Balancing Demand and Supply in a Rapidly Changing World:
February 23, 2012
Editor’s Note: This is the first of a four-part weekly series, “Are You Ready for the Megatrends?”
Most Supply Chain Management Review readers probably would agree that the premier supply chain organizations are those that do the best job at balancing supply and demand across multiple products and locations. The best companies can do this because they are either able to anticipate and address small-scale imbalances before they become larger problems, or because they are capable of responding very quickly, after-the-fact, when inevitable spikes or dips in demand or supply occur. We at the University of Tennessee suggest that an underlying philosophy known as demand-supply integration (DSI) provides the basis for competing based on this sort of balancing act. Under the DSI philosophy, the areas of the business that are charged with demand generation and supply management play from the same sheet of music, so to speak, rather than acting autonomously, with the results being both greater profitability and customer satisfaction.
Often, this means that more immediately pressing issues take precedence over future concerns. Thus, finding the time and energy to strategize for long-term organizational success can be difficult. Though a short-term focus allows companies to effectively capitalize on immediate opportunities and stave off looming threats in the demand and supply markets, numerous experts across scientific fields ranging broadly from meteorology to finance are concerned more about the intermediate to distant future. The experts believe that abnormally disruptive changes will occur within the world’s macroeconomic, social, and physical environments during the upcoming two decades, and it is possible that these seismic shifts may more significantly disrupt demand/supply-balancing in the coming years.

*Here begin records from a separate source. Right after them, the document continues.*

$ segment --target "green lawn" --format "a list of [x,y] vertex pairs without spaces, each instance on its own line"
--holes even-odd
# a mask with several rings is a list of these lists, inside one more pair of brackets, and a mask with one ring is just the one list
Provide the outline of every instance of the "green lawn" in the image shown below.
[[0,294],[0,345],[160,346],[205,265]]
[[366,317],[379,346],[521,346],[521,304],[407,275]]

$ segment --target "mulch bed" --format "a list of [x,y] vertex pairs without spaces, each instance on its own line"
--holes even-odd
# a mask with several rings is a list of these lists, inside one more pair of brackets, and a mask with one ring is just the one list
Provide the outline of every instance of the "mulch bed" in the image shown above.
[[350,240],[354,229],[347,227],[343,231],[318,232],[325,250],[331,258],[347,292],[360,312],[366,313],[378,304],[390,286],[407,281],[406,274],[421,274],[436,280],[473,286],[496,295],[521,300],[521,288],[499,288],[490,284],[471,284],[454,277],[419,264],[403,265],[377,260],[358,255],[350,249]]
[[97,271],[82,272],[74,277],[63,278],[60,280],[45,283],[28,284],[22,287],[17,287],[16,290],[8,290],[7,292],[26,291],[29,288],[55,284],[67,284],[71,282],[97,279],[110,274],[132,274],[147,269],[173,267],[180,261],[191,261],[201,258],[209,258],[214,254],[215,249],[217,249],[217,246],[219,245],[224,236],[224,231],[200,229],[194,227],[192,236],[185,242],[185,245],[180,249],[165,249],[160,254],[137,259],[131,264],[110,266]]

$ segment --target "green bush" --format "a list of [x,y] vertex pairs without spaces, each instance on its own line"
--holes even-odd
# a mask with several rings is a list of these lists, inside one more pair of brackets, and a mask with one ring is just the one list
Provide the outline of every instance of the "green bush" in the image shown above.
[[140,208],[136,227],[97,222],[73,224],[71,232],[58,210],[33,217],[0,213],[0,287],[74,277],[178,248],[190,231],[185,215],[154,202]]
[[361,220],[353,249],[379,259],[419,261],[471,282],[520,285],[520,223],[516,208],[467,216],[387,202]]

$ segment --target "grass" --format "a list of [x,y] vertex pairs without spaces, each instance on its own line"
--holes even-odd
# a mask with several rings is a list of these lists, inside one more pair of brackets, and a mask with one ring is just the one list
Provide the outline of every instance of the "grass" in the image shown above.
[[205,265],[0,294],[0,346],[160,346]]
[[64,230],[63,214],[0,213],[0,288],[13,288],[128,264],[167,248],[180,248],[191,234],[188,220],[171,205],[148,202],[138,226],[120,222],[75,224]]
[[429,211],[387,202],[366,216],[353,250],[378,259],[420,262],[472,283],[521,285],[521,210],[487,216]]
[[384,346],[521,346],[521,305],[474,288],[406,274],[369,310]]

Though both the reactive and predictive supply chain management models are effective when well-executed and properly fit to a situation, they are based on two tenuous assumptions: that when any supply/demand imbalances do occur, they (a) will be relatively small and (b) mostly temporary. These assumptions become shaky when considering the predicted magnitude of the environmental shifts scientists describe. Though the best companies are becoming more capable of rapidly recovering from supply chain disruptions caused by natural disasters, for example, even the best companies are not engineered to handle the massive demand disruptions that would occur if a huge human population were to geographically shift virtually overnight, or were an entire supply base for a key commodity to be completely wiped out. Let’s examine a few such possibilities, and begin to consider how supply chain managers may need to re-think demand and supply operations in our evolving world.
Global Megatrends Impacting the Supply Chain
As outlined in a forthcoming book to be entitled Supply Chain Management in a Transforming World, my colleagues and I believe that three sets of forces impacting the global business environment will dramatically challenge the ways supply chain managers currently think and operate. These forces include:
- The growth and migration of the human population on Earth
- The relative scarcity of critical natural resources needed to sustain this dynamic population
- Changes to the physical, social, and geopolitical environments that will inhibit demand-supply balancing
Each of these issues has both positive and negative implications for companies and their supply chain managers, and together the megatrends present a complex puzzle for future managers to solve.
With respect to the first megatrend, Earth’s population is growing exponentially in size, with growth and migration occurring fastest in urbanized areas and underdeveloped nations. Over seven billion people currently inhabit the planet, and, for the first time in history, over half live in cities. Growth and migration presents both opportunity and risk for well-established supply chain networks. For example, human ecologists estimate that 25 to 30 cities the size of Houston will effectively “appear” in China before 2020, and many Chinese workers will share in their nation’s increased wealth – and use it to buy goods and services. Of course, we’d all love to have a slice of that new demand, but what happens to global supply if a new Chinese consumer class begins to aggressively consume that nation’s GDP? Also, how can eroding distribution networks in China and other places be redesigned so that customers in densely crowded cities can be satisfied? And where will the next source of low-cost labor be located? These questions represent only a few of the complex issues related to population that companies would need to address. We believe perpetual supply chain redesign processes will be needed.